As "TV," which from here on out I will always put in quotes, since "TV" now really just means "sitting on the couch and watching video from any one of hundreds (thousands?) of sources," continues its death spiral, NBC is a perfect example of stupidity perfected.
NBC refuses to put some of its most popular shows on services like Hulu. Instead, they want to force viewers onto the NBC Web site and watch those shows using NBC's own streaming video. What is so bad about that? Well, two things.
The big one is that the NBC video service is total crap. Trying to watch "The Blacklist" is an exercise in frustration. The app is slow to start the video, but because streaming video is SOOOOOOO difficult, the app spontaneously restarts the program from the beginning...over and over again. And every time it starts over, it forces you to watch two minutes of commercials. The same commercials you just watched a couple of minutes ago before the last restart.
If it restarts and you want to fast forward to the place where you were watching before you restarted, guess what? You are going to have watch two more minutes of commercials. Fast forwarding, in the NBC world, is apparently cheating, and NBC Incompetentcy World, cheating is not allowed.
Want to switch from full screen mode back to the browser window in the middle of the show? No problem! NBC restarts the entire show for you, along with two minutes of commercials.
If you have not dozed off reading this litany of stupidity, you might be wondering what the second problem is....which is NBC lards up its streaming shows with the same kind of incessant commercials that you would see on regular "TV."

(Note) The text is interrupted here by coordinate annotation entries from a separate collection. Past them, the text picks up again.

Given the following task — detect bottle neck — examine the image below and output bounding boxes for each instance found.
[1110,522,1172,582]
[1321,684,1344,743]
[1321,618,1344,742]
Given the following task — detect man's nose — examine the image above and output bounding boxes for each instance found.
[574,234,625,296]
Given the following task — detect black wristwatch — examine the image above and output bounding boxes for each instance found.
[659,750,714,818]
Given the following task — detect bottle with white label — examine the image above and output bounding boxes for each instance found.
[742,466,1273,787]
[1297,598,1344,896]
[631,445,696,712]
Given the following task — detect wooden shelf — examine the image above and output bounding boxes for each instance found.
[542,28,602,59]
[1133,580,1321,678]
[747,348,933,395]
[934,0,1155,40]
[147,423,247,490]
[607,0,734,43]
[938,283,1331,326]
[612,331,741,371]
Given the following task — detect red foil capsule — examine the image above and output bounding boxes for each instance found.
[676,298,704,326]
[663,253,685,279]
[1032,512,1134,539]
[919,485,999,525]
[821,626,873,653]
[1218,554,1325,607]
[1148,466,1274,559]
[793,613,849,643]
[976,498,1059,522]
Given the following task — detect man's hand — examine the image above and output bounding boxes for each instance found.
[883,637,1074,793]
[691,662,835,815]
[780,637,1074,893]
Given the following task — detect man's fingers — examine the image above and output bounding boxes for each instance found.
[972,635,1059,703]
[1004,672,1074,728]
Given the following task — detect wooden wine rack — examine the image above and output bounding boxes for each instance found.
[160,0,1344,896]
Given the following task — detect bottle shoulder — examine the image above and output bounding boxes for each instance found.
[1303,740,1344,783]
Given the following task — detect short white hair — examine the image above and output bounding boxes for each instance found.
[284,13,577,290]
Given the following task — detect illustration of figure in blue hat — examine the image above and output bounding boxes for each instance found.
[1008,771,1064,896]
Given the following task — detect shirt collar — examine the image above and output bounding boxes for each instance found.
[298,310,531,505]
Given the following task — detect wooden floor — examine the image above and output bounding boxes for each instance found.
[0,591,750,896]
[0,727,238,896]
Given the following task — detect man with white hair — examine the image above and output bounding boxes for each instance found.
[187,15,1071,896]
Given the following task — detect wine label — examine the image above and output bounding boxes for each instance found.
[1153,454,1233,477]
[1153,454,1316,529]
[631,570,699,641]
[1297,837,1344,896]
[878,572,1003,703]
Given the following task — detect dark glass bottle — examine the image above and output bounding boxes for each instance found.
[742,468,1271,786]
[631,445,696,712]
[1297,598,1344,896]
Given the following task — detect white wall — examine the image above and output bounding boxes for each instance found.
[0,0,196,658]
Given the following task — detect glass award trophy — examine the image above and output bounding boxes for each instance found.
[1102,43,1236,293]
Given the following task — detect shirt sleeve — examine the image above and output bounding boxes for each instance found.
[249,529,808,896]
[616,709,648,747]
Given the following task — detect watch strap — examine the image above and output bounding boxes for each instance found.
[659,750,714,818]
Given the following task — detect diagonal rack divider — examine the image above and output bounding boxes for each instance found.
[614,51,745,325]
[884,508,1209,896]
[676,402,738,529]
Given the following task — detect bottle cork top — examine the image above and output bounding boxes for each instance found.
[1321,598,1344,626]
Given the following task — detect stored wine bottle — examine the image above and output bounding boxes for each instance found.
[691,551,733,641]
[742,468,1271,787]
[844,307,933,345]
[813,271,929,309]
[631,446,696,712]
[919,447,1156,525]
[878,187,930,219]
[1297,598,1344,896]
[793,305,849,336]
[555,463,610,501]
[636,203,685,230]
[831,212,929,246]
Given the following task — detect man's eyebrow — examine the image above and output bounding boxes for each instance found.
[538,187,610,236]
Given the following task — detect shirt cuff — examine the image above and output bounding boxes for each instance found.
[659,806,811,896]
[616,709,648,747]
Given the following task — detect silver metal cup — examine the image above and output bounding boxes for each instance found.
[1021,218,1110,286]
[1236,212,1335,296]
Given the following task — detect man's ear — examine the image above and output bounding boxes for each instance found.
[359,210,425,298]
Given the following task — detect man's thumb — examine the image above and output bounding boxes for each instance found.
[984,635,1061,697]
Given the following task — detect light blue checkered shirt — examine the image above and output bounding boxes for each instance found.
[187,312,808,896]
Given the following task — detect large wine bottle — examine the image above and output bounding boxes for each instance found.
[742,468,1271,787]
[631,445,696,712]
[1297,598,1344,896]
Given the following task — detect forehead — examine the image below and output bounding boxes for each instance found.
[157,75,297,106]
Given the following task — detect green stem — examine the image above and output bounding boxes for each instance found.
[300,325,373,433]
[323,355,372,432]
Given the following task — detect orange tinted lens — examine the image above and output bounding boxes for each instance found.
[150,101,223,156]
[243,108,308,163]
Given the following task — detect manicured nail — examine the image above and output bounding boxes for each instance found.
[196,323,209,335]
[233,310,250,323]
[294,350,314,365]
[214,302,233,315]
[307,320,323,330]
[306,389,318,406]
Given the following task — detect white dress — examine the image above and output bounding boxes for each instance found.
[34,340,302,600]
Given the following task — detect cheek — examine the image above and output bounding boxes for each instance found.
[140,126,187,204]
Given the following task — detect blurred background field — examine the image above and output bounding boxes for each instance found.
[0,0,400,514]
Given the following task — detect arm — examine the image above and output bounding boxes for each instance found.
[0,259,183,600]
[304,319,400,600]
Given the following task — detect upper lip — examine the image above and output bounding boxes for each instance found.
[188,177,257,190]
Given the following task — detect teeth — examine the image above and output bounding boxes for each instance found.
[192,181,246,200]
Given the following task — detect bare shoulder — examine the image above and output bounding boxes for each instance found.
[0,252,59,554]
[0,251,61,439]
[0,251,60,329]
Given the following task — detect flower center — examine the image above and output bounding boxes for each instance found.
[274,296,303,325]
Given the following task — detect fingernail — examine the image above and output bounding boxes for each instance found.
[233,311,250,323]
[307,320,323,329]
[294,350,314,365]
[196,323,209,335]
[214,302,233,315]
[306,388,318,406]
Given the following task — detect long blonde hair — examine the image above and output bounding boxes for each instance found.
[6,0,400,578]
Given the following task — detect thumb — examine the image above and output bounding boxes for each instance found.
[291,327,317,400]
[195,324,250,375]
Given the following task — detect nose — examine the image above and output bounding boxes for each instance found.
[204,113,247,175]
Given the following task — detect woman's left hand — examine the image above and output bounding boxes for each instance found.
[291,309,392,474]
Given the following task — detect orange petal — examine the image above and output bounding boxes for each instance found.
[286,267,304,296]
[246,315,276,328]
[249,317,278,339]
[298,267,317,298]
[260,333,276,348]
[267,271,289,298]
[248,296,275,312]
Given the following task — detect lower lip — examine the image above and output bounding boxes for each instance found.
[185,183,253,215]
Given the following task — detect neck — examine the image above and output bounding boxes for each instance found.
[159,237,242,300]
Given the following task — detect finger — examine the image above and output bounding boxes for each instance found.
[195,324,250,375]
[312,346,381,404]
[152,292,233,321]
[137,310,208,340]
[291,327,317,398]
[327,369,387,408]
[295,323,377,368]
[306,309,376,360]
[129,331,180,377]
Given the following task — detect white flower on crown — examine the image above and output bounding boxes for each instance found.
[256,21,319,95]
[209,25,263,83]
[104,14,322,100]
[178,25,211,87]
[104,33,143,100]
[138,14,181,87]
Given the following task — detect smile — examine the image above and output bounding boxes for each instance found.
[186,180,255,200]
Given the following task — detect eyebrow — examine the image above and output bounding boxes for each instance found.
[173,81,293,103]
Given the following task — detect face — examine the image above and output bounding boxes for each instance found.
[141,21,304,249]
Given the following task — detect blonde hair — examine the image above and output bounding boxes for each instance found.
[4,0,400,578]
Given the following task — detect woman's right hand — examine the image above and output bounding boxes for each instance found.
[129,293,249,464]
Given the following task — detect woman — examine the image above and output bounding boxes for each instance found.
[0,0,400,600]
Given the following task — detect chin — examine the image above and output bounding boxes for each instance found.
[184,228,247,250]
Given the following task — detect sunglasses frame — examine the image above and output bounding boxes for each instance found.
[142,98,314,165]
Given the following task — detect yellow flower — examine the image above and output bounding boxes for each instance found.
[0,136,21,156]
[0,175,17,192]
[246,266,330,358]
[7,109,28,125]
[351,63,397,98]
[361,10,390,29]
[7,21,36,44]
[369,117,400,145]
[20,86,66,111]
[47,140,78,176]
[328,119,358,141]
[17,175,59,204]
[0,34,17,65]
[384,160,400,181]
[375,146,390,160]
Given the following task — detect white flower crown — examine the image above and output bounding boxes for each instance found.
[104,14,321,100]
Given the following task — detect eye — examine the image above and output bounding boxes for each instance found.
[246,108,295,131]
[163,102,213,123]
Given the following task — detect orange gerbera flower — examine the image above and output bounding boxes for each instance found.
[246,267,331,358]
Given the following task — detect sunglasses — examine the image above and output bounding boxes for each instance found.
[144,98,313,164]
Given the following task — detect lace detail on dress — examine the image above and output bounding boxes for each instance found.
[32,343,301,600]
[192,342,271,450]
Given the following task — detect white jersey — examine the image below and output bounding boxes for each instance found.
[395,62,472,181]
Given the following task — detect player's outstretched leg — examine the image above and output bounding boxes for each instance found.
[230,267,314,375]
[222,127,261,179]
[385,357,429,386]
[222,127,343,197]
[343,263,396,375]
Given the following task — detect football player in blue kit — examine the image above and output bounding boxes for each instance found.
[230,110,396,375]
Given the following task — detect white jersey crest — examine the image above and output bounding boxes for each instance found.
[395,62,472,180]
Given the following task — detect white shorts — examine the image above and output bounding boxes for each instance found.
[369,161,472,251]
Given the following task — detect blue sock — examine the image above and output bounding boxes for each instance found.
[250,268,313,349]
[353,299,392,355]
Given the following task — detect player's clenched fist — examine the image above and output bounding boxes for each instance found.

So NBC, convinced that it can do better forcing its viewers to watch its own streaming service, makes it so painful that you lose interest and go off to Netflix or Hulu, which for some strange reason, don't seem to have problems whatsoever streaming video without restarting the program over and over again.
As far as "TV" goes these days, the elbow is dead and the unlike rock, the heart stopped beating years ago. But the corpse is still slightly warm.